Cysteine Protease inhibitors
Cysteine protease inhibitors are also called plant cystatins or phytocystatins and are divided into two groups one group containing single inhibitory domain whereas second group includes PIs carrying multiple domains. Cysteine PIs have been characterized from several plants viz. cowpea, potato, cabbage, ragweed, carrot, papaya, apple fruit, avocado, chestnut and various crop plants like sunflower, rice, wheat, maize, soybean and sugarcane (Shu-Guo FAN and Guo-Jiang WU, 2005). Cysteine PIs acts as an antagonist for cysteine proteases which are active in the insect midgut of pH ranges from 5 to 7. Cysteine proteases are usually found in coleopteran order of insects such as Cowpea weevil (C. maculates), Bruchid Zabrates subfaceatus, Flour beetle (Tribolium castaneum), Mexican beetle (Epilachna varivestis) and the Bean weevil Ascantho sc elides beetles. Studies revealed that in few insects cysteine proteases also get inhibited by serine protease inhibitor in addition to cysteine PIs for eg. C. maculatus proteolytic enzymes get inhibited by Cowpea and soybean Trypsin inhibitor (serine PI) (Lawrence, 2002). It could be possible if they share high sequence homology between cysteine and serine protease inhibitors and thus cross interaction might occur. Oryzacystatin from rice have been well characterized among other cysteine PIs for its role in plant protection and attempts were also made to develop transgenic plants.
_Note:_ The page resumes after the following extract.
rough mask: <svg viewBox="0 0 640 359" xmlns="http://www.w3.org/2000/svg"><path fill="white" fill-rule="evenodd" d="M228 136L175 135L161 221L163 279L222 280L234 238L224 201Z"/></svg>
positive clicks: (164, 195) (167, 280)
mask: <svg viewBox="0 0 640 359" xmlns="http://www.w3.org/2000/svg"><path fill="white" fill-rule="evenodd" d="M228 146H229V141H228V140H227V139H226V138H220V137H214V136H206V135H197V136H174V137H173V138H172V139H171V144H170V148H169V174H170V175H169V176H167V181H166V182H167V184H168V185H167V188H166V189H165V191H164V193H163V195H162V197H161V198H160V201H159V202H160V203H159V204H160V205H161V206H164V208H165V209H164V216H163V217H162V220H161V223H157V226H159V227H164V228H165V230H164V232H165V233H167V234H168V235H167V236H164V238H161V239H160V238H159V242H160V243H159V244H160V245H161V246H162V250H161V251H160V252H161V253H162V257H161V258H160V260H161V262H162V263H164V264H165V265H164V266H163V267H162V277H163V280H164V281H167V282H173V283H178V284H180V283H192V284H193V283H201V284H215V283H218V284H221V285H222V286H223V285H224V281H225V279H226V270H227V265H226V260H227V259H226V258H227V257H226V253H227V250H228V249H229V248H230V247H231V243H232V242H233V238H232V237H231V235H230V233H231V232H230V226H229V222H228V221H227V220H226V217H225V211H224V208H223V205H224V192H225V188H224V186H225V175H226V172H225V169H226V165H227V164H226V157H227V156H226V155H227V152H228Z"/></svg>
Oryzacystatin contains highly conserved motifs glu-val- val-ala-gly (QVVAG) and pro-trp (PW) of which the former is the primary region which involve in interaction with the enzyme and PW motif acts like a cofactor (Arai et al., 1991). Other than inhibitory effect on herbivory, cysteine proteases and their inhibitors are known to participate in program cell death according to the study conducted on soybean cells. Endogenous cysteine protease inhibitors may function in modifying PCD that is activated during oxidative stress and pathogen attack.